We can’t tell you whether anyone was, because we don’t have the logs. The AP wasn’t logging to a central system because it wasn’t centrally managed.
What we can tell you is the gap that allowed this to exist for that long was the same gap we wrote up in the audit report:
- No periodic wireless survey. The last one had been at install in 2019.
- No central management of APs. Each device was managed individually, which means nothing notices when an extra one shows up.
- No segregation between public-facing zones and the staff network. One flat network across the building.
Each of those gaps is fixable. We fixed them as part of the refresh. The story has a tidy ending.
Why we’d rather find them
The headline of this post is the punchline of the engagement. We’d rather find the rogue AP than not. Even when finding it is awkward, because somebody internal installed it, because a previous supplier left a mess, because the report becomes harder to write. Even when nobody asked us to look for it specifically.
The alternative is being the firm that did the wireless audit and didn’t find it. Two years later, when the breach happens, somebody asks why the audit missed it, and the answer is “we didn’t look in the ceiling void”. That’s a worse position for everyone: the client, us, our professional indemnity insurer, the people whose data was on that network.
This is the spirit of our Security Solutions practice.

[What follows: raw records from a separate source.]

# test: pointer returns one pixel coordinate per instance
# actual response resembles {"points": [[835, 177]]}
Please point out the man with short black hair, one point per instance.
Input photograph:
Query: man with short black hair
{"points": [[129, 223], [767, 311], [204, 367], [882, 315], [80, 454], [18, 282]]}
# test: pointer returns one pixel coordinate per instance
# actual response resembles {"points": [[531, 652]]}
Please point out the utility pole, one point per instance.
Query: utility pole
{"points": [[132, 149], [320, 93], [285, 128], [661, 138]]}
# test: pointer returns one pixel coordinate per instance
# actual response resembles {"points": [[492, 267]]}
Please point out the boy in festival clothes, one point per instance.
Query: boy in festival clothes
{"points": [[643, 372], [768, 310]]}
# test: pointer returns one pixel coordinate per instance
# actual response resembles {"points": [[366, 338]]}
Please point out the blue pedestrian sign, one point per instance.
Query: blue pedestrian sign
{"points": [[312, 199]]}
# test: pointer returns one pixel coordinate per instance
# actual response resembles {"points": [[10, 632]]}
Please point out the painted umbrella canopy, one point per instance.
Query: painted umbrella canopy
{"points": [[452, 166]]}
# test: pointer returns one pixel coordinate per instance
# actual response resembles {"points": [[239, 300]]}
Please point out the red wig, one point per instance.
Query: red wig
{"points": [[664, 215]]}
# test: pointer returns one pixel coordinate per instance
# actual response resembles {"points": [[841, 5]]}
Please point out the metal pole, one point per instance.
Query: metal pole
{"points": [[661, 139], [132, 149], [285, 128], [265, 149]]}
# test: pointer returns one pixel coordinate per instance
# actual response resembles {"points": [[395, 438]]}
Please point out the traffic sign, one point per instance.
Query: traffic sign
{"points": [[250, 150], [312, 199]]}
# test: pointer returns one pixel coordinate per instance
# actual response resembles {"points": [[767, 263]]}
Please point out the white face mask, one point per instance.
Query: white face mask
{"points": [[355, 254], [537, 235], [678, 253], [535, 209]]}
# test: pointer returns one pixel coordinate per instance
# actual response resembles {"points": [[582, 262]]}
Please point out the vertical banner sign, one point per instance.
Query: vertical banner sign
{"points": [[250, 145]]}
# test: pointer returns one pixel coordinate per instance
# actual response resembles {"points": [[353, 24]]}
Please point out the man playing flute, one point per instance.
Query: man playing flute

The audit isn’t a piece of paper but an actual look at the actual estate, with somebody walking it with a tablet for the full day it takes, and asking the awkward questions when the map doesn’t match the documentation. The paper at the end is a byproduct.
A short note for the procurement-minded
A wireless audit that takes half a day and produces a report is cheaper than the one that takes a full day and produces the same report. It’s also cheaper than the one that takes a full day and finds the rogue AP, because that one then continues into incident response and a network rebuild.
If you’ve never had an audit find anything, that’s information. It might mean your estate is genuinely clean, or it might mean the audit didn’t look very hard. We’d want to know which. Because the device sitting in your ceiling void right now, broadcasting an open SSID into the car park, isn’t waiting for your next audit cycle; it’s exposing your staff network today. The cost of finding out from a regulator or an insurer instead of from us is an order of magnitude higher, and it tends to arrive with a press release attached.